Suzy Davies AM (Con, South Wales West) said the Minimum Alcohol Price Act was introduced with minimal accompanying evidence yet was deemed necessary – an insinuation the Welsh Government rejected.

“Autism must have a statutory identity in Wales, with specific duties placed on, amongst others, local authorities and health boards. Reliance on the Welsh Government’s revised ASD action plan and integrated autism service otherwise promises more of the same. Every single day, I and my office are contacted by autistic people or their family members in crisis because public service providers don’t understand, or don’t want to understand, what autism is, despite going on the training course.”
– Mark Isherwood AM (Con, North Wales)

Helen Mary Jones AM (Plaid, Mid & West Wales) was sceptical about the need for a law, but having heard the evidence changed her mind.
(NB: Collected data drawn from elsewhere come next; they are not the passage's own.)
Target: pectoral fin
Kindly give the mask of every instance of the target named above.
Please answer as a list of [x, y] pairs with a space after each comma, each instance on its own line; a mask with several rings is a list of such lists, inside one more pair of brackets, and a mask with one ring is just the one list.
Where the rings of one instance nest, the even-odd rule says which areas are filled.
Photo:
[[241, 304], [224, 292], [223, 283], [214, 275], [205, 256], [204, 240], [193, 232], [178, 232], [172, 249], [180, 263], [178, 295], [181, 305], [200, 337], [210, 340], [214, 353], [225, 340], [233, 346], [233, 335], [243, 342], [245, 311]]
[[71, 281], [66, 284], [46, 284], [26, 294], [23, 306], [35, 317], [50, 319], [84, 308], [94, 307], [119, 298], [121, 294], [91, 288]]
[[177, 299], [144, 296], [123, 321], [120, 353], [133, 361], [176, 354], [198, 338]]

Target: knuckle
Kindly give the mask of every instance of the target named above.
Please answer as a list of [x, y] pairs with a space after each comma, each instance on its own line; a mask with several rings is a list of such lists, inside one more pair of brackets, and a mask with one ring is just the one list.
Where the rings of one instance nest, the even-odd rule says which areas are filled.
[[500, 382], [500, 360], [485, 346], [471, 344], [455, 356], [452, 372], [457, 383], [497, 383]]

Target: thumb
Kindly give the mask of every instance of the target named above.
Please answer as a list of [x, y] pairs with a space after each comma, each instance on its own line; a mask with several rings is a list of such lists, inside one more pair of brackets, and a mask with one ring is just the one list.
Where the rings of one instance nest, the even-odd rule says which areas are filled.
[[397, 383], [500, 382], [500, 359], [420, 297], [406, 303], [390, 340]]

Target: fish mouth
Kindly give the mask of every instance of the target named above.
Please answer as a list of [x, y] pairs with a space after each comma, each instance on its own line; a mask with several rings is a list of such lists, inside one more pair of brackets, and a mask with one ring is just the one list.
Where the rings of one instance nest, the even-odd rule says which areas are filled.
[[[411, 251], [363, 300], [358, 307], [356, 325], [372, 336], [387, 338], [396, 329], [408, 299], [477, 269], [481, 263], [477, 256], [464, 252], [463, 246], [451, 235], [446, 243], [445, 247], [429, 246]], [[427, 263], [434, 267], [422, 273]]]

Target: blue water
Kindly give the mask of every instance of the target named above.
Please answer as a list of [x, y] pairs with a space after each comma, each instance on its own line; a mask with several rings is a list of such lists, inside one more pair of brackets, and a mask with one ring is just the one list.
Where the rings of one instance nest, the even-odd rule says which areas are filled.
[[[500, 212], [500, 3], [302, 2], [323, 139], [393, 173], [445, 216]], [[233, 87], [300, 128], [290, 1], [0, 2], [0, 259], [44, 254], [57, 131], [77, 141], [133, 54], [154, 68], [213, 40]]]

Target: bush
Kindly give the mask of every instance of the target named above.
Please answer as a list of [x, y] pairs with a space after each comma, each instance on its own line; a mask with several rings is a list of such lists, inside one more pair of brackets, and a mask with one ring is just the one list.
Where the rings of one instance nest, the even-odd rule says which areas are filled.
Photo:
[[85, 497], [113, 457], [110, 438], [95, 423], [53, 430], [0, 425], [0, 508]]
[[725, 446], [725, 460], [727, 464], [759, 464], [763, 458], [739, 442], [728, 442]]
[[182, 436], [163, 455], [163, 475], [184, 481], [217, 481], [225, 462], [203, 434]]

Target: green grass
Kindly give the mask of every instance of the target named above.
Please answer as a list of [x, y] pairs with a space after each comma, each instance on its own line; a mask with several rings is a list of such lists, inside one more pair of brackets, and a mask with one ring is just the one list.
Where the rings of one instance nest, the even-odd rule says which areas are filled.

Some of the stories were heartbreaking and there was a shocking lack of consistency nationally.

These comments were echoed by Caroline Jones AM (Ind, South Wales West) who said very little had happened since the first autism plan was published ten years ago; it was becoming clear these plans and strategies had failed.

UKIP’s Michelle Brown also spoke in support of the Bill, as it would otherwise let the government off the hook for mismanagement of the health service.

Neutral/Supported in Principle; Voted Against

Hefin David AM (Lab, Caerphilly) – whose daughter is awaiting a diagnosis – ran through a number of examples of the type of questions parents of autistic children ask, including those relating to schooling, communication skills and even things like toilet training.

Hefin said he wouldn’t base his vote on the government whip, but from meetings he had with the Health Minister, Paul Davies AM and other interested groups. In the end, concerns over whether the views of children are properly taken into consideration and whether a diagnosis-specific bill is appropriate led him to decide to vote against – though the Minister should see this as a “call for action”.

“What I want the Minister to say unequivocally to me today for me to not vote for this Bill is that if the appraisal finds that these initiatives that the Government has brought forward are not working, then the Government will introduce its own Bill during this Assembly term.”
– Mike Hedges AM (Lab, Swansea East)

The Bill’s Opponents

Health Minister, Vaughan Gething (Lab, Cardiff S. & Penarth), acknowledged there were real, legitimate concerns over how services are working  at present and that’s why the government has invested in new services. The Minister also believed the new statutory Autism Code – which has a consultation open until March 1st 2019 – would be enough to address the concerns raised in the Bill. He did, however, leave the door open to a law if the Code doesn’t work:

“We believe that we have all the legislative powers that we need to deliver the required improvements in autism services, and we are delivering on our commitments set out in the autism strategy. If the improvements that we’re committed to making are not realised, then the door is, of course, open to future legislation, if that would make the difference that we all want to see.